I'm graduating in March 2011 and it is currently scaring the hell out of me. I remember being a freshman like it was yesterday, having my four years in front of me. I was in a wonderful relationship with an awesome girl, a member of the UCLA Marching Band, and truly thought that I had it all figured it out. Fast forward a few years and I am currently in a very different position. Now, I don't want to come off as pessimistic, spoiled, or ungrateful because I realize how fortunate I am right now. It's just that for the first time in my life, I've lost the sense of stability that I have grown accustomed to, that I had completely taken for granted.
When I talk to people about being scared of graduating, most don't carry any sympathy for me. Now don't get me wrong; I'm not asking for any, but I can understand how it's hard to feel bad for a guy who's graduating early and has a job waiting for him at home.
I guess I misspoke when I said I was scared of graduating because I don't think "scared of graduating" is the correct phrase. To be more accurate, I would say that I am "anxious and excited for what the future holds, yet I am going to miss UCLA and everything associated with it so incredibly much."

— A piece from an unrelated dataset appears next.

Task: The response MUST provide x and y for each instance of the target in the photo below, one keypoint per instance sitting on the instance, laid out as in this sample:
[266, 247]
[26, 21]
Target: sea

People say that college is supposed to be the best years of my life. I hope that isn't true because then it doesn't leave me much to look forward to after graduation. However, I must say that so far, college has been the best time of my life and definitely the craziest- those who have spent time with me this past fall quarter can attest to that haha. I feel so fortunate to have had all of the experiences college has presented me and I wouldn't change a single thing. I have made some of the best friends I could ever ask for and learned more about myself than I could ever imagine. Thank you to all of you who have made this experience what is has been for me.
I try to create as many opportunities as I can for myself. I think that so far, I've done a pretty good job and I hope I continue to do so. I know that the real world, the working/corporate world, is tougher than college, but I feel that I'm ready for it. Even though I know what I'm going to be doing for the next couple/few years, I don't know what lies ahead. Even though this scares me, I'm so excited. For the longest time, I didn't like change- I liked things to stay exactly the way they were. Then things in my life started changing at a pace that I wasn't ready for and it forced me to grow up. There was a time where I was just plain miserable, but I learned to deal and think I'm better for it.
Three years later, single, and with one more quarter of college in Los Angeles to go (which you bet your ass I will take full advantage of), I wouldn't have it any other way.